Today I tried to pay a bill in person, register my kids for camp, get groceries and order a replacement part for the van.  Although my success rate for these tasks are 3 for 4 each check on my to-do list proved more and more disappointing.

I have one store credit card.  One.  I used it a lot when we lived in Germany because I could get free shipping as a card holder and I also earned credits for future purchases.  I always pay it off each month because the interest rate is 150000%.  I have tried to pay off the whopping balance of $75 for two weeks now without success.  I have paperless billing, my credit card was temporarily lost so I reported it and got a new card and now I can't pay my bill online or over the phone.  So I went to my local store to pay it and was informed that I could only pay online or over the phone.  See my problem.  Frustrated I said, well I guess it is time for me to sever my ties with this card, it is becoming quite a pain, to which the lady said "you should, they are very difficult to deal with".  And moving right along with my next task.
One of the seatbelts on the van is starting to fray.  That can't be good.  I went to to Toyota to order the part and it is $160 plus installation fees.  If I hadn't already pooped today, I would have had a bowel issue right there in the showroom.  Really?  I'm thinking two or three $5 bungee cords would be equally effective.  I was left with a decision: deem the seat inoperable and just use the other 6 available seats in the van, or buy the darn over priced piece of life saving equipment.  I didn't want to look like a horrible mother so I bought it.  If it only takes 1 hour to install it is $100 for the replacement.  My bet is that it takes 5 minutes but whatever.
Off to the church to register the kids for camp.  Yay!! I'm so excited for them to experience their first kids' summer camp.  I filled out the paperwork and asked if I needed to pay now.  The lady said yes.  I thought it was a wee bit odd because while waiting for the secretary to come and help me register I read in Sunday's bulletin that the church was trying to raise $6000 to help give kids scholarships to camp.  So I wondered who gets the $6000 if I am being asked to pay now, in full.  I decided the scholarships were probably for families who couldn't afford camp so I wrote the check for $490.  After I handed the woman the check and  the paperwork she told me that my two boys were the only ones signed up for camp.  I was so stunned I wasn't sure how to respond.  Registration was actually due this past Sunday.  I asked what will happen if nobody else registers.  She told me it was no big deal, kids from other churches were going so there would be plenty of kids for my boys to play with.  I said "OK" and headed to the car.

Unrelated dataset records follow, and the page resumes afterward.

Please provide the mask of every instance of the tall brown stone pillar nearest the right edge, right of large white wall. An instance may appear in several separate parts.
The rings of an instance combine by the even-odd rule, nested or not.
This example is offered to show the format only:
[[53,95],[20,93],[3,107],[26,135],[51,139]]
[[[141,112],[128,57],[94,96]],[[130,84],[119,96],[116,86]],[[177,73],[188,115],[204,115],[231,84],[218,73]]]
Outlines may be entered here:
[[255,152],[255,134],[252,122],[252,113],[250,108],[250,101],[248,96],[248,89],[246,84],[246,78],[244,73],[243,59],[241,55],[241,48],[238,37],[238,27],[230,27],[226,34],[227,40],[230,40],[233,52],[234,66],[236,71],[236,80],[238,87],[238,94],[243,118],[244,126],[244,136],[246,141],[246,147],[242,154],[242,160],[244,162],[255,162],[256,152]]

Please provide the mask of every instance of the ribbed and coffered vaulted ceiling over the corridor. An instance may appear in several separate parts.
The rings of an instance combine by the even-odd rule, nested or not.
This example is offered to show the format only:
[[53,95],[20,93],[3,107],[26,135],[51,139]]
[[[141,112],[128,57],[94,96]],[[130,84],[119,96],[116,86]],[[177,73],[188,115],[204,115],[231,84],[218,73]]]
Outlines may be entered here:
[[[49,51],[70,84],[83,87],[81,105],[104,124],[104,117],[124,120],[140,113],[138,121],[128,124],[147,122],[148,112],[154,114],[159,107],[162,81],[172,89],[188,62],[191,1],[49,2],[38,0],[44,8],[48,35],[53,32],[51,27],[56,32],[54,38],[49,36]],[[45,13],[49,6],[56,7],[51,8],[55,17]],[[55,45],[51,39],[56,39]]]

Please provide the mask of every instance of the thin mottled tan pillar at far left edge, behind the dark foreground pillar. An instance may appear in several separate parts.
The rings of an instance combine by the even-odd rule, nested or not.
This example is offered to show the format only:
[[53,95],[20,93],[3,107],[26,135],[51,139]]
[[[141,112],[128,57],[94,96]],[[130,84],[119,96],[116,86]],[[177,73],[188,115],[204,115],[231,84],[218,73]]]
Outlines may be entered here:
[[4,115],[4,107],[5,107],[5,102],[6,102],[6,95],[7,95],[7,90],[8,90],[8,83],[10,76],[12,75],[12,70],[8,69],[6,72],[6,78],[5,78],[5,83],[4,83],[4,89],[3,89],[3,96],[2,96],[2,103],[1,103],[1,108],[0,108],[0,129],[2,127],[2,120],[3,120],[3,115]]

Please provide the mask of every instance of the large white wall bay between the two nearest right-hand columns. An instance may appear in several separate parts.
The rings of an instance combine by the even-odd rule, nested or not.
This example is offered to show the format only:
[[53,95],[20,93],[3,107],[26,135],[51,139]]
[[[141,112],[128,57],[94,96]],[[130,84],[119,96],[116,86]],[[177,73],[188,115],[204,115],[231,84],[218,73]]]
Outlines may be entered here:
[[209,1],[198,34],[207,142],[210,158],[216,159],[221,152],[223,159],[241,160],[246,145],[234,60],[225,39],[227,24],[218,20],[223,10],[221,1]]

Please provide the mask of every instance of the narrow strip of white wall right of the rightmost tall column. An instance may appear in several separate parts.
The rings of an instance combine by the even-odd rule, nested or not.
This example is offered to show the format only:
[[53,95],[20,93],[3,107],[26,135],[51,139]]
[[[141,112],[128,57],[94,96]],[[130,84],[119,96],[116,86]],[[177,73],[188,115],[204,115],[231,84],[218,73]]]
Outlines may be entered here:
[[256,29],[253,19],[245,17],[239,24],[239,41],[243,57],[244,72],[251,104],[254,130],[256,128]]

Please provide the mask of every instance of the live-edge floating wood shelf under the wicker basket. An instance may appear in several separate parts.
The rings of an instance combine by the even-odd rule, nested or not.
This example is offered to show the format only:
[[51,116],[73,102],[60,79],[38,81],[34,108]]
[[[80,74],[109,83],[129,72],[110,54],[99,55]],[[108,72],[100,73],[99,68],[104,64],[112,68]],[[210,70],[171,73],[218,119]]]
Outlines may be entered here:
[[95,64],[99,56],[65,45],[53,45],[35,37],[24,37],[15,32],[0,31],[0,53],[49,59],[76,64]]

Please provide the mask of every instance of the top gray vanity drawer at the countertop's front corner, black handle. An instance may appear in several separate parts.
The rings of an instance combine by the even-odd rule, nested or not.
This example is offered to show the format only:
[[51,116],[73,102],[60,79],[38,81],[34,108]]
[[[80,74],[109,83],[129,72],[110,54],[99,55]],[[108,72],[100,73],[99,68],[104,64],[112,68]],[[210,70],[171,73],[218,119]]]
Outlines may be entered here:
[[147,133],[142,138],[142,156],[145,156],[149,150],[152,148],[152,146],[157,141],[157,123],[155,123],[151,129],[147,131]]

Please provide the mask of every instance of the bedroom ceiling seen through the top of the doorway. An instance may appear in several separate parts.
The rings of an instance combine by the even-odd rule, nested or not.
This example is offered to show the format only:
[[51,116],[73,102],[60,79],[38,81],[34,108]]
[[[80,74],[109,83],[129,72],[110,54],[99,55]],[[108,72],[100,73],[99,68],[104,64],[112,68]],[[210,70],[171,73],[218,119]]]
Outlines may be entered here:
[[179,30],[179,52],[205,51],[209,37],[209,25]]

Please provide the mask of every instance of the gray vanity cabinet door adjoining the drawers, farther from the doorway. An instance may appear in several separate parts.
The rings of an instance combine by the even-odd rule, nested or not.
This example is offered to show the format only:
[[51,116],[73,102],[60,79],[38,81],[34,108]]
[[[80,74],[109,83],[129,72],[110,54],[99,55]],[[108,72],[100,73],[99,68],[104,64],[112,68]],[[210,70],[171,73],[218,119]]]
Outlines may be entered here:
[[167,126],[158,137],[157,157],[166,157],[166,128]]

Camp is a great experience for a lot of reasons.  Learning about God, singing songs, playing games, getting away from your parents for a week and building relationships.  If I didn't care about that last aspect I would have sent the boys to camp with my sister's church in Ca.  They have an excellent summer camp and my kids would have loved it!  However, I didn't want to send them there for the sole reason that I wanted them to try and establish some friendships with other kids that they go to church with.  So, I'm pretty disappointed that we've been looking forward to this camp for three months now, and three weeks before camp kicks off we find out nobody else is going.

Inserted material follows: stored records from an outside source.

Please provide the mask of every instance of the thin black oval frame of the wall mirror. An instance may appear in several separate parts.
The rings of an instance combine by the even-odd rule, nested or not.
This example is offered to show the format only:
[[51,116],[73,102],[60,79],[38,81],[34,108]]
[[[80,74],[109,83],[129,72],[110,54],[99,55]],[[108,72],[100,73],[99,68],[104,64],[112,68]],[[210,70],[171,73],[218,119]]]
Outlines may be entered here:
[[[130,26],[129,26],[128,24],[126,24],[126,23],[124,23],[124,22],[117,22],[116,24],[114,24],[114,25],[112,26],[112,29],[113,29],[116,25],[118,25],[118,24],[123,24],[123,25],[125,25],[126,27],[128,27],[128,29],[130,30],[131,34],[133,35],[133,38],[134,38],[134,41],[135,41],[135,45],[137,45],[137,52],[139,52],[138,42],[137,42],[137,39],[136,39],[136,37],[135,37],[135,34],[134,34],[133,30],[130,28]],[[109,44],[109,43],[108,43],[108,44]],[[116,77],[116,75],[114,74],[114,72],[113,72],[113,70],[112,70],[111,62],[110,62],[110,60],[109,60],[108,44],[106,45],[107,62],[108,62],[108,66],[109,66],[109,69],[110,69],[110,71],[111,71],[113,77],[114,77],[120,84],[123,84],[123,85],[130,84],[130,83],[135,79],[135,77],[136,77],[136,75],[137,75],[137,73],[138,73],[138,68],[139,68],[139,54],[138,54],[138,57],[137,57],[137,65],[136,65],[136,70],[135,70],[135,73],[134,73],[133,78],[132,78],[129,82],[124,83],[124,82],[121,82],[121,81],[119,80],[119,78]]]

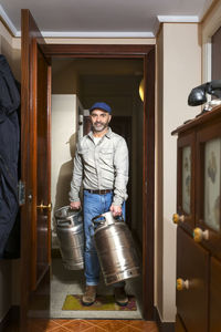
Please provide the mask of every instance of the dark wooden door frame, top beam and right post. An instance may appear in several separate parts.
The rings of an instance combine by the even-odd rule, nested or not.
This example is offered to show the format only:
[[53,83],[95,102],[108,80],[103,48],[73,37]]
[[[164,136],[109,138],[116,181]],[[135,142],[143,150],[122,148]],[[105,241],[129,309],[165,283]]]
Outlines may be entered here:
[[143,44],[44,44],[52,58],[143,59],[144,166],[143,166],[143,315],[154,320],[154,222],[155,222],[155,45]]

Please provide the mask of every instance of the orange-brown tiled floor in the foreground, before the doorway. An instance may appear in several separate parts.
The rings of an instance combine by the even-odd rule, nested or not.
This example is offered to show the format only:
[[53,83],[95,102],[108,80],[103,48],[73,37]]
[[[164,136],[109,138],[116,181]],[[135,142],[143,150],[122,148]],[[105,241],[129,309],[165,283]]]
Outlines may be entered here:
[[[28,332],[158,332],[155,322],[143,320],[43,320],[29,321]],[[9,326],[6,332],[19,332]]]

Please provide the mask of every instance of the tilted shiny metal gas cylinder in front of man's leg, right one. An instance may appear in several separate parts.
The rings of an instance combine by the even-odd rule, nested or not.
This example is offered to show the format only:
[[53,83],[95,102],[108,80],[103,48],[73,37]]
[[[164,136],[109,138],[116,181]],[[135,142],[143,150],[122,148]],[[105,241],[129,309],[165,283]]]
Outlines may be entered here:
[[106,212],[92,219],[94,241],[106,284],[139,276],[131,234],[123,219]]

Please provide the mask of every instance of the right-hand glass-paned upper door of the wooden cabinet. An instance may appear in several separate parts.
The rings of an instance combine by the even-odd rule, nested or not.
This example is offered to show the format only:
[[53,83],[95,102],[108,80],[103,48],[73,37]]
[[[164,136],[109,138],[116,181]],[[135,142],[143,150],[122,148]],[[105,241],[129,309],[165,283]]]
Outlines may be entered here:
[[201,243],[221,259],[221,134],[220,121],[197,134],[197,227],[208,231]]

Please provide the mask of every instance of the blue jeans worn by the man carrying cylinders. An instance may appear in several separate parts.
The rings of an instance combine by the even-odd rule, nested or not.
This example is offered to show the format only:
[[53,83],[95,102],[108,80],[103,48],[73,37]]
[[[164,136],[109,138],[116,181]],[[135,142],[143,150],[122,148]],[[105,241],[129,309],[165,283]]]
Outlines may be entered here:
[[[99,281],[99,261],[94,243],[94,229],[92,218],[109,211],[113,201],[113,193],[105,195],[90,194],[84,190],[84,234],[85,234],[85,278],[86,284],[96,286]],[[123,204],[123,217],[125,219],[125,203]],[[117,282],[114,287],[122,287],[123,282]]]

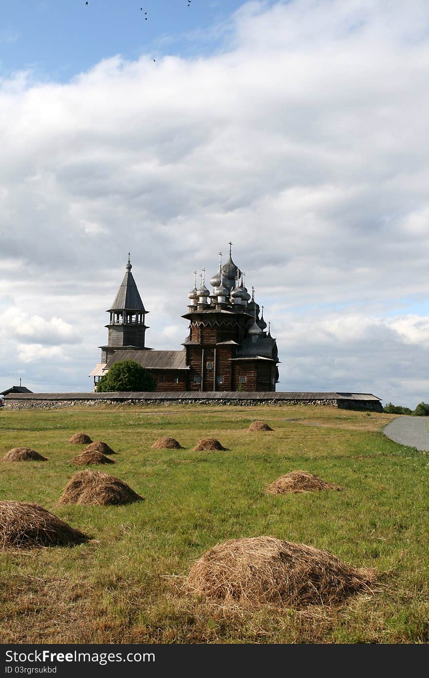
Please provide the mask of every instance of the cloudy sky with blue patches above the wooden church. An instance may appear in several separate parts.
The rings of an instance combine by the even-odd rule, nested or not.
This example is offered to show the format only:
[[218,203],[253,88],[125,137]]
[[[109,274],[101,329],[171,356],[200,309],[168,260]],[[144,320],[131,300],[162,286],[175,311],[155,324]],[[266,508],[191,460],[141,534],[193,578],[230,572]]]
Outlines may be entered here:
[[182,348],[232,241],[277,390],[428,402],[428,3],[188,4],[2,9],[0,390],[91,391],[128,252]]

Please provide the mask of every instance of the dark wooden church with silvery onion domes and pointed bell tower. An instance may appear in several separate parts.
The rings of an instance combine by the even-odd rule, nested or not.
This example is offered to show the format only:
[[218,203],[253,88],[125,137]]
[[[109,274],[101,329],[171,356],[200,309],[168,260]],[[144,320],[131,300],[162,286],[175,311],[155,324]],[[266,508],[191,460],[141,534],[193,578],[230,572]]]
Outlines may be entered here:
[[131,359],[155,378],[157,391],[275,391],[279,380],[276,340],[266,332],[264,307],[256,303],[254,290],[247,292],[245,277],[231,258],[211,277],[210,292],[204,269],[197,289],[188,294],[189,334],[182,351],[155,351],[145,346],[145,316],[148,313],[131,273],[125,277],[107,313],[108,340],[100,346],[101,361],[89,376],[94,389],[116,362]]

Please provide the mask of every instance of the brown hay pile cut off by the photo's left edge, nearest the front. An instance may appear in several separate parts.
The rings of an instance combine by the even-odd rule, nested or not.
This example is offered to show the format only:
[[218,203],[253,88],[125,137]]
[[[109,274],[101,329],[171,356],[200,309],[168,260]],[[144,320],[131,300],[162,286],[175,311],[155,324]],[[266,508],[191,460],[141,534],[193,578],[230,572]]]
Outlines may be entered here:
[[73,546],[88,539],[39,504],[0,502],[0,549]]

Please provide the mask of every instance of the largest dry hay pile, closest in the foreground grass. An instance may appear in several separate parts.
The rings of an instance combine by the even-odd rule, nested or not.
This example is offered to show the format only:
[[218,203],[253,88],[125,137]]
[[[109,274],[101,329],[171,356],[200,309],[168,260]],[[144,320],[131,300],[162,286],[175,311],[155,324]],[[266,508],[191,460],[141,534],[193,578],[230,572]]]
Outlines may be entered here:
[[373,572],[355,569],[306,544],[274,537],[231,539],[192,566],[186,588],[224,603],[248,607],[305,607],[339,603],[370,591]]

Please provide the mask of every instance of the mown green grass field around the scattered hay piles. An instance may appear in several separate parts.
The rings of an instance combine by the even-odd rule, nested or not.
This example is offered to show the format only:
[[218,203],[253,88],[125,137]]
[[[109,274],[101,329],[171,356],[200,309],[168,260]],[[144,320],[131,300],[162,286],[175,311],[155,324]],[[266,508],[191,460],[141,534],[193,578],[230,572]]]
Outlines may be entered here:
[[[2,643],[427,643],[429,455],[387,439],[394,416],[331,407],[73,407],[0,412],[0,457],[33,447],[47,462],[0,464],[0,499],[37,502],[93,541],[0,553]],[[249,433],[254,419],[274,431]],[[127,506],[56,506],[79,470],[83,431],[119,454],[116,475],[144,496]],[[151,450],[171,435],[184,450]],[[202,437],[227,452],[192,452]],[[308,471],[344,492],[266,496]],[[218,542],[269,535],[356,567],[375,591],[340,607],[249,611],[185,595],[190,565]]]

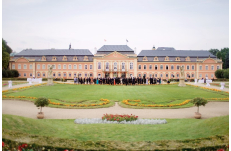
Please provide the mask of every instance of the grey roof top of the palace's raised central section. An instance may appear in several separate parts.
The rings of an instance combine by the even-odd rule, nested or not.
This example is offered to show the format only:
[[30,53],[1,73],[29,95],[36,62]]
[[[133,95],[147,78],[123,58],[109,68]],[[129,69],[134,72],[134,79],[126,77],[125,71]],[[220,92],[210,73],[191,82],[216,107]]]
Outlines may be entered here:
[[133,51],[130,47],[128,47],[127,45],[103,45],[98,52],[100,51]]

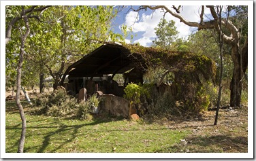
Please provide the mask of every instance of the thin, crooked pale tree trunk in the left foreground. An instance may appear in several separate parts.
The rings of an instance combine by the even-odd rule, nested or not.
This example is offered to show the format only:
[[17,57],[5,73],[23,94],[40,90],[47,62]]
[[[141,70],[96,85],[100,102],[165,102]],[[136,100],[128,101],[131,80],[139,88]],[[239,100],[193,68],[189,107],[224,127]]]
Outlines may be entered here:
[[28,21],[27,15],[25,14],[24,6],[22,6],[22,16],[24,18],[27,31],[26,31],[25,35],[22,35],[22,31],[20,30],[20,34],[21,34],[20,57],[19,57],[18,68],[17,68],[16,105],[18,107],[18,110],[20,111],[20,118],[21,118],[21,121],[22,121],[20,141],[19,141],[19,144],[18,144],[18,153],[23,152],[24,144],[25,144],[26,126],[27,126],[24,109],[23,109],[22,105],[20,104],[21,69],[22,69],[22,63],[23,63],[23,56],[25,54],[25,41],[27,39],[27,36],[30,33],[29,21]]

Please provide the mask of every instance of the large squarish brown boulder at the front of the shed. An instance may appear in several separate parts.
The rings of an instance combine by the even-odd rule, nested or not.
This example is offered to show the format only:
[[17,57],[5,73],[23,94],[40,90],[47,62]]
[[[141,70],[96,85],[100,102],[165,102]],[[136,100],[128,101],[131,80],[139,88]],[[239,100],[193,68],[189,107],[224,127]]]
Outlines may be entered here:
[[129,101],[122,97],[114,96],[113,94],[102,94],[100,99],[99,111],[105,111],[115,116],[128,118],[129,116]]

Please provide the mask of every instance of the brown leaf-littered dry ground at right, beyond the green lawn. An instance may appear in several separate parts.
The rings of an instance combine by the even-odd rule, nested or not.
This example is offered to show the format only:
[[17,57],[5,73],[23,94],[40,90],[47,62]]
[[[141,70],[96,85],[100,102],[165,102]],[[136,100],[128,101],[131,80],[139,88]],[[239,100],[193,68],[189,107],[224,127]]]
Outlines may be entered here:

I emailed the children's pastor and asked him to hold off on our registration, I'm having second thoughts.
Last stop = grab stuff for Gabe to make Lasagna tonight.  I pull into the parking lot and see an older woman approaching the crosswalk.  I slow and stop so that she could pass and she through a little fit.  She was visibly frustrated and turned around and stomped around for a moment or two.  I thought "maybe she forgot something in her car and has to go back?" but once I moved on she went from her fit throwing place to crossing the street.  I don't get it.  So the old lady is pissed I stopped so she could cross the street?
I made it home without yelling at anyone, running anyone over, or having a stress related heart attack.  But I find myself shaking me head and mumbling to myself "really?"  This day has to get better soon!